Finding the Right ‘Tool’ for Your Business

There are a lot of business consultants and nearly as many solutions for “fixing” a struggling organization. As the leader, once you’ve developed a healthy relationship with feedback, you need to ask yourself: what’s the right tool for you?

The best tool will fit your company’s current needs, its stage of life, your ideal level of detail, the community and resources associated with the tool, and your desired outcome.

Stage of Life

As a business searching for a core alignment tool, you are in one of three categories: starting out, stuck, or striving.

  • Starting out: You’re relatively new to business, and more willing to change direction to make progress. Your business model is fluid, and the main question that runs through your mind is “How are we going to survive?”
  • Stuck: Business units or members of your team are going in different directions. Your business moves forward based on inertia, and changing direction takes a lot of effort. Deep down you know something isn’t quite right.
  • Striving: Leadership questions if the business is on course. You are willing to learn new techniques and you want to make it easier to hire more high performers to help reach your goals faster.
Level of Detail

Do you like a broad framework? Or do you crave reconciled details and structure? Some systems are designed for engineer personalities that crave a high level of detail. Other tools provide the broad strokes.

Size of the Community

Some tools are used by a lot of companies, and they regularly meet to share ideas and best practices. Some have a growing group of coaches who can help you. Others have a very small community with few resources.

Your Desired Outcome

Do you want to build an amazing team to lead for the long term, or are you trying to work your way out of a job? Do you want to sell the company? Do you want your leadership team, or all of your employees to feel like they have a stake in the outcome?

The Next Step: Choosing Your Tools

By understanding your situation, you’re better able to find the business alignment tools that work for you. Below are examples of core alignment tools suited to your business depending if you’re starting out, stuck, or striving.

Starting-Out Tools

Your business is still forming. You wonder if you are headed in the right direction. You need a blueprint to build a successful business while you are making a living inside it.

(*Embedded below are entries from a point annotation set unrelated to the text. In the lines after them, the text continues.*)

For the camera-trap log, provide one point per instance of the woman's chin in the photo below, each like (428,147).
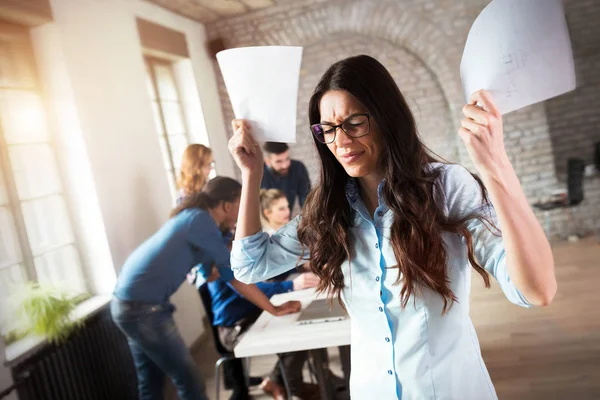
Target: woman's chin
(356,171)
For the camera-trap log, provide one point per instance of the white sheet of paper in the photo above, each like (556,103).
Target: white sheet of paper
(520,51)
(262,83)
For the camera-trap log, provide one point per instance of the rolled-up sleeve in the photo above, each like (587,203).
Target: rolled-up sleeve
(463,196)
(259,257)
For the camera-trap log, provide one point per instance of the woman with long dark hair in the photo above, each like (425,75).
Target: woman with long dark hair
(141,306)
(393,232)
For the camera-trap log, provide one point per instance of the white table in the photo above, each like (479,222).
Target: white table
(273,335)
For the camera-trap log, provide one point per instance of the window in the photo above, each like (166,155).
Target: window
(168,116)
(36,237)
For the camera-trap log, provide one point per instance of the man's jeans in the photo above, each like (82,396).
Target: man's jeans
(158,350)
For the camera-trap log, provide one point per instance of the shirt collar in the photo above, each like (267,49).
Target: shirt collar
(353,197)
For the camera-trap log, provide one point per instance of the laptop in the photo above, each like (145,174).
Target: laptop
(318,311)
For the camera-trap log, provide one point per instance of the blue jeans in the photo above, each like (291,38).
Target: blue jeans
(158,350)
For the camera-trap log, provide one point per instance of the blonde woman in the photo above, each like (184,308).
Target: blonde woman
(274,214)
(274,210)
(196,164)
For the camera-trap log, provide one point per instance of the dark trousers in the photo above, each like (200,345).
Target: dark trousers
(293,363)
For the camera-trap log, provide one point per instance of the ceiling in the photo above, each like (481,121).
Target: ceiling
(211,10)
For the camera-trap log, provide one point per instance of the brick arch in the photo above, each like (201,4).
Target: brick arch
(397,24)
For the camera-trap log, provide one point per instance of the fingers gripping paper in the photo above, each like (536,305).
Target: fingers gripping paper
(262,83)
(520,51)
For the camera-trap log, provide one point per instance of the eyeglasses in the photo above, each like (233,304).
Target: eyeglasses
(354,126)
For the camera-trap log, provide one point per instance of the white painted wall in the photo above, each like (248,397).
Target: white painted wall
(92,48)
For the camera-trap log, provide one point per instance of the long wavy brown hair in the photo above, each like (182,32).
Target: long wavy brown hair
(191,176)
(419,221)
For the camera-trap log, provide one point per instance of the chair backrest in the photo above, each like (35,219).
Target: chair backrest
(207,303)
(575,173)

  • The E-Myth by Michael Gerber focuses on learning how to work on your business, not in it. It discusses the process of designing a business that is repeatable.
  • Built to Sell by John Warrillow assesses whether you have a business you can sell. His concept is to create a business that can thrive and that is valuable without you. You focus your strengths on what is scalable.
Stuck Tools

Once you do have a strong relationship with feedback, small successful steps are important to get unstuck so that you can begin moving toward a striving mindset.

  • The Advantage by Patrick Lencioni is a tool to diagnose the health of an organization. This book is applicable to all companies, at all stages. At its core are six basic questions whose answers can be used to align an organization toward healthy growth.
  • Mastering the Rockefeller Habits by Verne Harnish identifies 10 behaviors of successful businesses. It is ideal for a stuck company because you can take one habit at a time, implement it, and get it right before adding the next habit.
  • Entrepreneurial Operating System (EOS) — Traction is a core alignment tool designed to give a company “traction” toward achieving its goals. It has six understandable pieces to get a business to run well.
Striving Tools

At this stage, you are ready for concepts and insights that might require some effort to grasp, and you are willing to struggle for valuable insight.

  • Scaling Up is the evolution of the original Rockefeller Habits by Verne Harnish. Scaling Up needs a detailed striver as a leader. It works best when all of the members of the leadership team want to push themselves to implement a comprehensive blueprint for growth.
  • The Great Game of Business by Jack Stack is the system developed and implemented by a company with no choice but to figure out a way to survive.

With all the leadership options out there, it’s easy to freeze when your business is stuck. Once you can analyze your situation and what you need, selecting the right alignment tool – one catered to your organization’s needs – is a simple process.